These docs are for Cribl Stream 4.0 and are no longer actively maintained.
See the latest version (4.13).
Database
You can configure Database Collectors to pull events from database management systems (DBMSs). This enables you to combine such structured data with unstructured machine data, and then route combined data to downstream systems of analysis to gain new insights.
As of this release, Cribl Stream supports integrating this Collector with MySQL and SQL Server databases.
How the Collector Pulls Data
Like other Cribl Stream Collectors, a Database Collector can perform Preview, Discovery, and Full Run operations in ad hoc or scheduled runs.

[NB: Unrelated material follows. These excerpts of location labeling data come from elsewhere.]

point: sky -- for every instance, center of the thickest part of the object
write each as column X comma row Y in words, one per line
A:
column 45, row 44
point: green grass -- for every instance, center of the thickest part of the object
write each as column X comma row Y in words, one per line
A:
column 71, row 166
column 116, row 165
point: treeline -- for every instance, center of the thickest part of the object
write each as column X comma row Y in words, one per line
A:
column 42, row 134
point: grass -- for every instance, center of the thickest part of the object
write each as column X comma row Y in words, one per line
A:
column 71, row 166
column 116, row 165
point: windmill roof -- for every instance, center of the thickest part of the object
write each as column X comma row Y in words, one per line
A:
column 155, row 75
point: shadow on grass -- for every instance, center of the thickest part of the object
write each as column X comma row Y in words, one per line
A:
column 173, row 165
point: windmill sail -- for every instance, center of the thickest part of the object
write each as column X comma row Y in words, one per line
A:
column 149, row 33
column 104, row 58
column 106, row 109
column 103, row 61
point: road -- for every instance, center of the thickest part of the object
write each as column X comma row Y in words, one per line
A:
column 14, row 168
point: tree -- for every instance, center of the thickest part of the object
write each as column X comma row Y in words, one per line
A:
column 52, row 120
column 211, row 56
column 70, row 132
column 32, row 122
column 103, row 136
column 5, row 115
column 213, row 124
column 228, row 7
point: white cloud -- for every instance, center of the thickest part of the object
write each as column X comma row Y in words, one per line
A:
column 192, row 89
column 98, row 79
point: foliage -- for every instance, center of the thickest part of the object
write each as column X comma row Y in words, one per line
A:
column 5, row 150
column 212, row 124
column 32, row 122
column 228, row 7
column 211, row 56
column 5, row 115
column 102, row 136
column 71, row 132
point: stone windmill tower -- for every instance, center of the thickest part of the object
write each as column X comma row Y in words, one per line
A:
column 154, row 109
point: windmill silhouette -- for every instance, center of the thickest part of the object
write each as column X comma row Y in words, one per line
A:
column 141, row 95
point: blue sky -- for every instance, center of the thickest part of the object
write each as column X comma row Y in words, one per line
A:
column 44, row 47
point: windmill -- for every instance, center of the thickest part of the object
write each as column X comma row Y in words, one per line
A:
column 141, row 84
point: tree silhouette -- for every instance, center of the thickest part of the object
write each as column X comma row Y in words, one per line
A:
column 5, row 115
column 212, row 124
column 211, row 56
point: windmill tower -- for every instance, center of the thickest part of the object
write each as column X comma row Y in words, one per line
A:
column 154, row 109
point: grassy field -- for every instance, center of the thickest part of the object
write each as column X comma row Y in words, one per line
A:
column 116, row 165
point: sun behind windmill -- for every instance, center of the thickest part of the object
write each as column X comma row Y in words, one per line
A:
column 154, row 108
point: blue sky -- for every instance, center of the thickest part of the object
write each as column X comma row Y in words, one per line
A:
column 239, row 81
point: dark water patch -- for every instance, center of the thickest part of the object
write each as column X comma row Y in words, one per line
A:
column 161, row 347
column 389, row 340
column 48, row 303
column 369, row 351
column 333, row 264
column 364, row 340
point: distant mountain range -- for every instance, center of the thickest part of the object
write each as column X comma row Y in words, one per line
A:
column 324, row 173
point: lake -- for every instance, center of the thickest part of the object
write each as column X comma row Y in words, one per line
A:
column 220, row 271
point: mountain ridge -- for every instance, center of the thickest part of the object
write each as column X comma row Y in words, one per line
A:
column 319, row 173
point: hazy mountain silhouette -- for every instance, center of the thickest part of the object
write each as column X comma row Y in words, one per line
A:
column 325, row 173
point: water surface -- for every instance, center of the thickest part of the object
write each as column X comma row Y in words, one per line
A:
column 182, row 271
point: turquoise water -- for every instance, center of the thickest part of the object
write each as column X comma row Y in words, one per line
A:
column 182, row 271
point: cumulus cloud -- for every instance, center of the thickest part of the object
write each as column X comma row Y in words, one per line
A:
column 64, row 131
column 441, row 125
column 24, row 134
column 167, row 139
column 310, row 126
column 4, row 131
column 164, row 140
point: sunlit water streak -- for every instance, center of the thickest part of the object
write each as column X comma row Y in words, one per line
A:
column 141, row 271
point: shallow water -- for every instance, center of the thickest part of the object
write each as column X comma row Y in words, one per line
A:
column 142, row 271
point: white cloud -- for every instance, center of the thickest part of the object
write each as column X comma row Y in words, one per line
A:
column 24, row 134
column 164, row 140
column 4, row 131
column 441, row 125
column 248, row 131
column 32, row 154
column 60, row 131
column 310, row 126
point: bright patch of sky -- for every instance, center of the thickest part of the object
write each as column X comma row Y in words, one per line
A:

Database Collectors rely on Cribl Stream Database Connections Knowledge objects. Before you configure a Collector, configure a Database Connection to negotiate authenticated communication with the appropriate database type.
Configuring a Database Collector
From the top nav, click Manage, then select a Worker Group to configure. Next, select Data > Sources, then select Collectors > Database from the Manage Sources page’s tiles or left nav. Click New Collector to open a modal that provides the following options and fields.
The sections described below are spread across several tabs. Click the tab links at left to navigate among tabs. Click Save when you’ve configured your Collector.
Collector Sources currently cannot be selected or enabled in the QuickConnect UI.
Collector Settings
The Collector Settings determine how data is collected before processing.
Collector ID: Unique ID for this Collector. E.g., sh2GetStuff
.
Connection: Use the drop-down to select a Database Connections already configured on your Cribl Stream installation.
SQL query: Enter a JavaScript expression that resolves to a query string for selecting data from the database. Supports only a single statement, and only SELECT
. Has access to the special ${earliest}
and ${latest}
variables, which will resolve to the Collector run’s start and end time.
Optional Settings
Tags: Optionally, add tags that you can use for filtering and grouping in Cribl Stream. Use a tab or hard return between (arbitrary) tag names.
Result Settings
The Result Settings determine how Cribl Stream transforms and routes the collected data.
Custom Command
In this section, you can pass the data from this Collector to an external command for processing, before the data continues downstream.
Enabled: Defaults to No
. Toggle to Yes
to enable the custom command.
Command: Enter the command that will consume the data (via stdin
) and will process its output (via stdout
).
Arguments: Click + Add Argument to add each argument to the command. You can drag arguments vertically to resequence them.
Event Breakers
In this section, you can apply event breaking rules to convert data streams to discrete events.
Event Breaker rulesets: A list of event breaking rulesets that will be applied, in order, to the input data stream. Defaults to System Default Rule
.
Event Breaker buffer timeout: How long (in milliseconds) the Event Breaker will wait for new data to be sent to a specific channel, before flushing out the data stream, as-is, to the Routes. Minimum 10
ms, default 10000
(10 sec), maximum 43200000
(12 hours).
Fields
In this section, you can add Fields to each event, using Eval-like functionality.
Name: Field name.
Value: JavaScript expression to compute the field’s value (can be a constant).
Result Routing
Send to Routes: If set to Yes
(the default), Cribl Stream will send events to normal routing and event processing. Toggle to No
to select a specific Pipeline/Destination combination to receive the events. The No
setting exposes these two fields:
- Pipeline: Select a Pipeline to process results.
- Destination: Select a Destination to receive results.
The default Yes
setting instead exposes this field:
- Pre-processing Pipeline: Optionally, use the drop-down to select an existing Pipeline to process results before sending them to Routes.
This final field is always exposed:
- Throttling: Rate (in bytes per second) to throttle while writing to an output. Also takes values with multiple-byte units, such as
KB
,MB
,GB
, etc. (Example:42 MB
.) Default value of0
indicates no throttling.
You might disable Send to Routes when you’re configuring a Collector that will connect data from a specific Source to a specific Pipeline and Destination. This keeps the Collector’s configuration self‑contained and separate from Cribl Stream’s routing table for live data – potentially simplifying the Routes structure.
Advanced Settings
Advanced Settings enable you to customize post-processing and administrative options.
Environment: If you’re using GitOps, optionally use this field to specify a single Git branch on which to enable this configuration. If empty, the config will be enabled everywhere.
Time to live: How long to keep the job’s artifacts on disk after job completion. This also affects how long a job is listed in Job Inspector. Defaults to 4h
.
Remove Discover fields : List of fields to remove from the Discover results. This is useful when discovery returns sensitive fields that should not be exposed in the Jobs user interface. You can specify wildcards (such as aws*
).
Resume job on boot: Toggle to Yes
to resume ad hoc collection jobs if Cribl Stream restarts during the jobs’ execution.